Its principle is also very simple: Although browsers restrict HTTP cross-domain requests, there are no restrictions on cross-domain requests for obtaining script tag content.

 

When we insert a <script src="xxx.com"> tag, we will send a GET request to get xxx.com, and there is no "cross-domain" restriction on this GET request. This method can solve the problem of cross-domain The domain problem.

 

Server-side implementation:

        

1.     router.get('/', (req, res) =>  { 

2.    const { callback_name } = req.query; 

3.   res.send(`${callback_name}('hello')`) // 返回 JS 代码,调用 callback_name 这个函数,并传入 hello 

4.                }); 

前端实现:

1.    function jsonpCallback(params) { 

2.      alert('执行 public/index.html 里定义的 jsonpCallback 函数,并传入' + params + '参数'); 

3.   

4.     

5.     

6.    const jsonp = async () => { 

7.      // 制作 script 标签 

8.      const script = document.createElement('script'); 

9.      script.type = 'text/javascript'

10.   script.src = 'http://localhost:9000/user?callback_name=jsonpCallback' 

11.   // 添加标签 

12.   document.body.appendChild(script); 

13.   // 拿到数据再移除 

14.   document.body.removeChild(script); 

15.

16.  

17. jsonp(); 

 

When the jsonp function is called, a script tag is automatically created, and the request is placed in scr, and a GET request is automatically initiated.
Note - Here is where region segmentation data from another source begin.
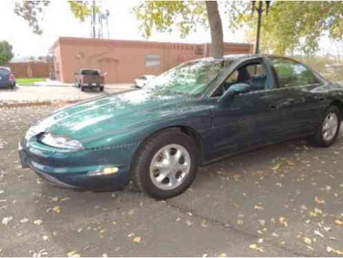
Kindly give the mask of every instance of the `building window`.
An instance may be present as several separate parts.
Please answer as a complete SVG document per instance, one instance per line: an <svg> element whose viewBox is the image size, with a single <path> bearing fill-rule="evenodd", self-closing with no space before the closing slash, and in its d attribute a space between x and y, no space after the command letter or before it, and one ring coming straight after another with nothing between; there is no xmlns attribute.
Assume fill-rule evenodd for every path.
<svg viewBox="0 0 343 258"><path fill-rule="evenodd" d="M158 55L147 55L145 56L145 66L147 67L151 66L159 66L160 65L160 56Z"/></svg>
<svg viewBox="0 0 343 258"><path fill-rule="evenodd" d="M194 45L194 55L203 56L204 47L202 45Z"/></svg>

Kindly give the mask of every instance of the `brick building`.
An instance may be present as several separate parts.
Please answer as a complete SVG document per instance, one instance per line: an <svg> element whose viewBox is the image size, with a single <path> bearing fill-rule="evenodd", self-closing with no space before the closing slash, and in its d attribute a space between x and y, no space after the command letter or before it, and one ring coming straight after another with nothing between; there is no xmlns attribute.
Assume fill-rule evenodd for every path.
<svg viewBox="0 0 343 258"><path fill-rule="evenodd" d="M58 80L74 81L74 72L107 72L107 83L131 83L142 74L160 74L176 65L211 56L211 44L61 37L50 49ZM225 54L252 53L253 45L225 43Z"/></svg>

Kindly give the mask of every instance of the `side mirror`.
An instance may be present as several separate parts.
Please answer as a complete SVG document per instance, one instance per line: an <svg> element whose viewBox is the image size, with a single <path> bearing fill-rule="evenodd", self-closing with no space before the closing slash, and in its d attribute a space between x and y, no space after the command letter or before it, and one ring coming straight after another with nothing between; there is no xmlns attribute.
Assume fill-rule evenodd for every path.
<svg viewBox="0 0 343 258"><path fill-rule="evenodd" d="M250 85L245 83L236 83L230 86L230 87L219 98L220 103L225 103L228 99L233 98L235 96L249 92Z"/></svg>

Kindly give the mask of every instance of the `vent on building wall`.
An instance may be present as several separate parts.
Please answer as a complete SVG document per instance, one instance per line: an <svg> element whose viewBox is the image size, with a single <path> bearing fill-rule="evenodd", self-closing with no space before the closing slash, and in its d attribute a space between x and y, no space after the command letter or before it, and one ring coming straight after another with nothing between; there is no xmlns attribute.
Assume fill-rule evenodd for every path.
<svg viewBox="0 0 343 258"><path fill-rule="evenodd" d="M194 55L196 56L204 55L204 48L202 47L202 46L198 45L194 45Z"/></svg>

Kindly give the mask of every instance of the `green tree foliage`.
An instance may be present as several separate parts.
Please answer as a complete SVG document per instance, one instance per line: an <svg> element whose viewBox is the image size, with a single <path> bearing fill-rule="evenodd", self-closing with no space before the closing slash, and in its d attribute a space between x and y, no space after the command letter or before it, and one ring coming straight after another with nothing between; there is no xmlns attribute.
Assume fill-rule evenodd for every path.
<svg viewBox="0 0 343 258"><path fill-rule="evenodd" d="M196 32L198 25L209 25L213 52L222 56L222 26L217 1L142 1L134 8L143 34L148 38L153 30L172 32L176 28L181 37Z"/></svg>
<svg viewBox="0 0 343 258"><path fill-rule="evenodd" d="M252 15L250 2L227 3L225 10L231 28L247 26L249 37L254 38L257 15ZM295 50L313 54L323 35L342 40L342 1L273 1L262 19L261 49L279 54Z"/></svg>
<svg viewBox="0 0 343 258"><path fill-rule="evenodd" d="M92 14L92 1L70 1L70 10L75 18L84 22L86 18ZM99 11L98 6L96 3L94 6L94 11L96 13Z"/></svg>
<svg viewBox="0 0 343 258"><path fill-rule="evenodd" d="M155 29L170 32L176 28L181 37L196 32L198 25L207 25L208 19L204 1L141 1L134 8L138 26L143 36L148 38Z"/></svg>
<svg viewBox="0 0 343 258"><path fill-rule="evenodd" d="M6 41L0 41L0 65L5 65L13 58L12 45Z"/></svg>
<svg viewBox="0 0 343 258"><path fill-rule="evenodd" d="M42 18L45 8L49 4L49 1L17 1L14 4L14 11L17 15L28 21L34 33L41 34L43 30L39 26L39 21Z"/></svg>

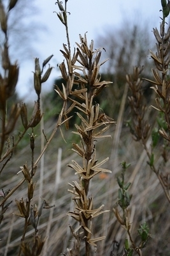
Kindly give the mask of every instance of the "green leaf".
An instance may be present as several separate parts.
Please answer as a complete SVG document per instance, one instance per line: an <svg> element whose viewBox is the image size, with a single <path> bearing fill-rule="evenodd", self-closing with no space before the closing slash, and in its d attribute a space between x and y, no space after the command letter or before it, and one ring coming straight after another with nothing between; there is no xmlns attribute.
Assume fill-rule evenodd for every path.
<svg viewBox="0 0 170 256"><path fill-rule="evenodd" d="M152 145L153 147L156 147L160 138L160 134L157 128L153 129L152 132Z"/></svg>
<svg viewBox="0 0 170 256"><path fill-rule="evenodd" d="M132 254L133 254L133 252L134 252L133 249L131 249L130 251L129 251L129 252L128 254L127 254L127 256L132 256Z"/></svg>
The server will directly return a string of JavaScript code, and then the front-end executes this JS code obtained from the server to obtain the back-end data.

 

Cross-domain scenarios

"Cross-domain" not only exists in interface access, but also in the following scenarios:

  • The front-end accesses cross-domain URLs. The most common scenario requires the back-end to add the return field of cors
  • Micro front end: There may be "cross-domain" operations in resource access between the main application and sub-applications, and cors needs to be added to the sub-application/main application
  • Login redirection: It's essentially the same as the first one, but it's not the same at the phenomenon level. For example, when accessing abc.com, some websites will be redirected to their login page passport.abc.com. If passport.abc.com does not have cors set, cross-domain

 

Summarize

In general, what we often call "cross-domain" is actually the restrictions imposed by the browser itself when accessing resources from different sources (protocol + domain name + port).

 

In the past, developers would use JSONP to solve cross-domain by generating a script tag and automatically initiating a GET request, but this method is very insecure and is not recommended.

 

Up to now, browsers have perfectly supported the CORS mechanism, just add the corresponding return header Access-Control-xxx-yyy on the server side. When the browser reports a "cross-domain" error, which field is missing, just configure which field on the server side.

 

When developing on the Node side, we can directly use the cors middleware to configure, instead of handwriting to return the fields in the header.